Hard rules (every mode)
- One sub-issue → one PR. If you accidentally end up with multiple branches/PRs from a mid-run mistake, close all but the canonical one before exiting and explain in your final issue comment.
- Never merge your own PR. The orchestrator (or the founder, for standalone) reviews and merges.
- Never close the issue. The orchestrator handles closure on the epic→main merge (or the merger handles it for standalone).
- Replace, don't accumulate. If you introduce something to replace existing code/docs, remove the old version in the same PR.
- Decisions logged in the PR body. Every PR has a
## Decisions made section. The bar: a decision is worth logging if a thoughtful reviewer might disagree. Format and examples in references/pr-conventions.md.
- Format clean before push. For Rust workspaces:
cargo fmt --all and cargo fmt --all -- --check. CI fails on unformatted code.
These rules exist because they've each broken something in production. Read the failure-modes file once per run.
- No live test fixtures in production trackers. Test scenarios go in docs or
_fixture/ paths, never as new live GitHub issues/PRs/branches in the real tracker.
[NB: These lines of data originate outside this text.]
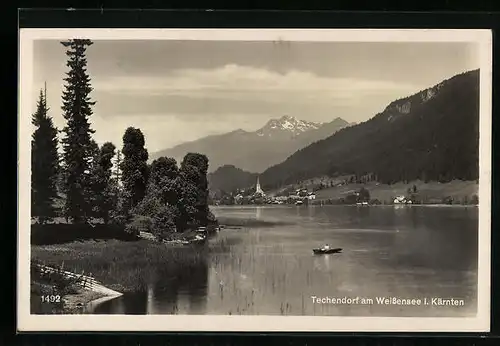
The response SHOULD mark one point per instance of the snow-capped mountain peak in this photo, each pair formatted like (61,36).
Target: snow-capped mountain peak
(289,124)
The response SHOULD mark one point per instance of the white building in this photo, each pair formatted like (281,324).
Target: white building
(258,189)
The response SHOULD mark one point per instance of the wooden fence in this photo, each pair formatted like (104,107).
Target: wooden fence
(86,281)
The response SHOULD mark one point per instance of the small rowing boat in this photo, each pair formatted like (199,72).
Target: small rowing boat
(321,251)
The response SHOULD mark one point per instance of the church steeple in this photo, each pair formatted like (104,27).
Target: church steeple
(258,189)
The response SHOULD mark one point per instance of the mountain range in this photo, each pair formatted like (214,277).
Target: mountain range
(258,150)
(431,135)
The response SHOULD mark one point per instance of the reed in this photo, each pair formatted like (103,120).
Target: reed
(122,266)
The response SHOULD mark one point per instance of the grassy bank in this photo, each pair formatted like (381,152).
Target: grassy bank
(429,192)
(52,293)
(121,266)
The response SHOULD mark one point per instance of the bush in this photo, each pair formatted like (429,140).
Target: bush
(139,223)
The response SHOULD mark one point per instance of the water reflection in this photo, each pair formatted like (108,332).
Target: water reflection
(405,252)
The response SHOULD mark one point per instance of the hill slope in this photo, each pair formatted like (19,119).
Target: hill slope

- Never fabricate state. Use future-tense ("expected", "will") for things you didn't observe. Past-tense only for actions you actually executed in this run.
- Rebase against the latest target before opening the PR. Stale-base scope creep (re-adding files that already exist on the target) is a real bug.
- Do not frame work by release stage. No "MVP / v1 / post-MVP / future" labels.
Lifecycle housekeeping
When you mark the PR ready for review (in fresh or continue), also:
gh issue edit "$ISSUE_NUMBER" --remove-label claude-working || true
The || true is required — gh exits non-zero when the label is absent (e.g., this is a standalone issue that never had claude-working), and that should not fail the workflow run.
The orchestrator handles claude-ready removal and other label state changes. Don't touch them.
When you're stuck
- Spec is ambiguous on a name, shape, or trait choice → blocker mode. Post on the epic PR (or sub-issue for standalone), exit clean.
- CI is red after your push → fix it before marking ready. The orchestrator only acts on green CI; leaving a sub-PR red wastes everyone's time.
- You realize mid-run that this issue is bigger than expected → blocker mode with an explicit "scope larger than spec; recommend splitting" note. The founder will decide whether to split or proceed.